I like the idea of the snowball. It should, however, consider the loan’s interest rate. It does not make good financial sense to pay off a loan with a low interest rate while higher interest rate loans are accruing interest. Sometimes there is a 3 to 4 percent interest rate differential, which can add up to real money! Moreover, paying off the high interest rate loans first will reduce the total amount of interest paid overall.
I suggest making the minimum payment for each loan except the loan with the highest interest rate. Apply any extra money to the student loan with the highest interest rate first. If you have two loans at the same interest rate, attack the smallest one first. Once the first loan is repaid go to the next loan by applying the first loan’s minimum payment, plus any extra to the next loan. This way the payment that goes to the loan you are targeting will be bigger and bigger after each higher-interest rate loan is paid off. The repayment snowball keeps getting bigger and bigger.

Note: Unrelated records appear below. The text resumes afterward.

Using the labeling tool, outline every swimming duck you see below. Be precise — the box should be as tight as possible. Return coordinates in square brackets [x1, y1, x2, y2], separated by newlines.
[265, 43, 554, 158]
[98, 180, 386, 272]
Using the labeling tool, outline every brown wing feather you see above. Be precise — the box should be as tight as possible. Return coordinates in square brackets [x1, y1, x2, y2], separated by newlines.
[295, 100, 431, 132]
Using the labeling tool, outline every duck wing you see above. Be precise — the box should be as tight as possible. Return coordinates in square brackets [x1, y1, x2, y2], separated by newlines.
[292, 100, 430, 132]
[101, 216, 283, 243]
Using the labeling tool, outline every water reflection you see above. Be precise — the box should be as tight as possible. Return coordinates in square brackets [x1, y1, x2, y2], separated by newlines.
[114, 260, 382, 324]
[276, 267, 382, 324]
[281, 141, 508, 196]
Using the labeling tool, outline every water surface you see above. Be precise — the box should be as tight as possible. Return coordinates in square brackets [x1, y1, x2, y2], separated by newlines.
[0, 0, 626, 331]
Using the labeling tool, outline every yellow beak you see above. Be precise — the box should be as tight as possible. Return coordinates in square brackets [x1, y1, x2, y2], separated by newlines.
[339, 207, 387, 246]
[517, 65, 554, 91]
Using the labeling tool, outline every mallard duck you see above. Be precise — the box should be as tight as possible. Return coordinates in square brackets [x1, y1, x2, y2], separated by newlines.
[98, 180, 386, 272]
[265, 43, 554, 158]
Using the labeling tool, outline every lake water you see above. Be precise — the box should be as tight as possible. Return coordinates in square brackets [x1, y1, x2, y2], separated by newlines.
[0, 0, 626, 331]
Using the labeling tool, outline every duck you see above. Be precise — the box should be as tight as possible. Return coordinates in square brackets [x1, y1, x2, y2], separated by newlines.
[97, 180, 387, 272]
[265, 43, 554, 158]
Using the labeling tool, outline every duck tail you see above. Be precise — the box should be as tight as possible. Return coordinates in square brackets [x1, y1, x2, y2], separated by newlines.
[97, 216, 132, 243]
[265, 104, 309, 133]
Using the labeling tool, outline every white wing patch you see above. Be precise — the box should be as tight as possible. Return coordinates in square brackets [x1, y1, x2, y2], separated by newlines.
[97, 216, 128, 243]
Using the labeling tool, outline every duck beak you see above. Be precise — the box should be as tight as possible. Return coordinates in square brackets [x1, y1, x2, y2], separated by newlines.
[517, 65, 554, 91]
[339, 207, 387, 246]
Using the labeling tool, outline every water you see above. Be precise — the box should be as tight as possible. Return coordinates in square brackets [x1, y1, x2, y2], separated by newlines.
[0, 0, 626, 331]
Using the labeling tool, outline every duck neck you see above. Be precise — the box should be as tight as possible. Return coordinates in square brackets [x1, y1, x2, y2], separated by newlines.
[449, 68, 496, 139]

Using the hypothetical student loan inventory below, make the minimum payments on all six loans. Apply any extra money to the first loan, which has a 7.75% interest rate. Once that loan is paid off, apply the former payment of $161.54 to loan number 2 so that the monthly payment is $264.27 (161.54 + 102.73). Continue to make minimum payments on loans 3 through 6. Once loan 2 is repaid, make a bigger payment to loan 3. Keep repeating this process until all six loans are repaid.
Hypothetical Examples of a Federal Student Loan Inventory
One other thing to keep in mind, I don’t recommend this strategy if you are on the Public Service Loan Forgiveness (PSLF) Program. Under the PSLF program, the loans will be forgiven at the end of 10 years of on-time payments. Thus, it makes no sense to prepay your student loans quicker or faster if they are going to be forgiven anyway. Just make the minimum payments. It would be better to put any extra cash flow to savings or other debt repayment.
I am often asked whether a borrower could consolidate student loans and still use this snowball repayment strategy. Generally no. Consolidation loans often reduce the size of the monthly payment by extending the term of the loan beyond the 10-year repayment plan that is standard with federal loans. Unfortunately, they also eliminate the interest rate differential and the ability to repay more expensive loans faster. Consolidation loans combine several student or parent loans into one bigger loan from a single lender, which is then used to pay off the balances on the other loans. The interest rate on a consolidation loan is the weighted average of the interest rates on the loans being consolidated, rounded up to the nearest 1/8 of a percent. That interest rate is fixed for life of the loan. If you are consolidating loans with different interest rates, the weighted average interest rate will always be in between the highest and lowest interest rates.
So by combining the loans, you lose the advantage of paying the higher interest rate loan first as described above. More important, the amount of interest you pay over the lifetime of the loan will be about the same. Thus, if you have extra money that can be applied to your student loan repayment, I don’t recommend consolidating your student loans.
In sum, using a snowball strategy to pay off your student loans will melt your loans away quickly!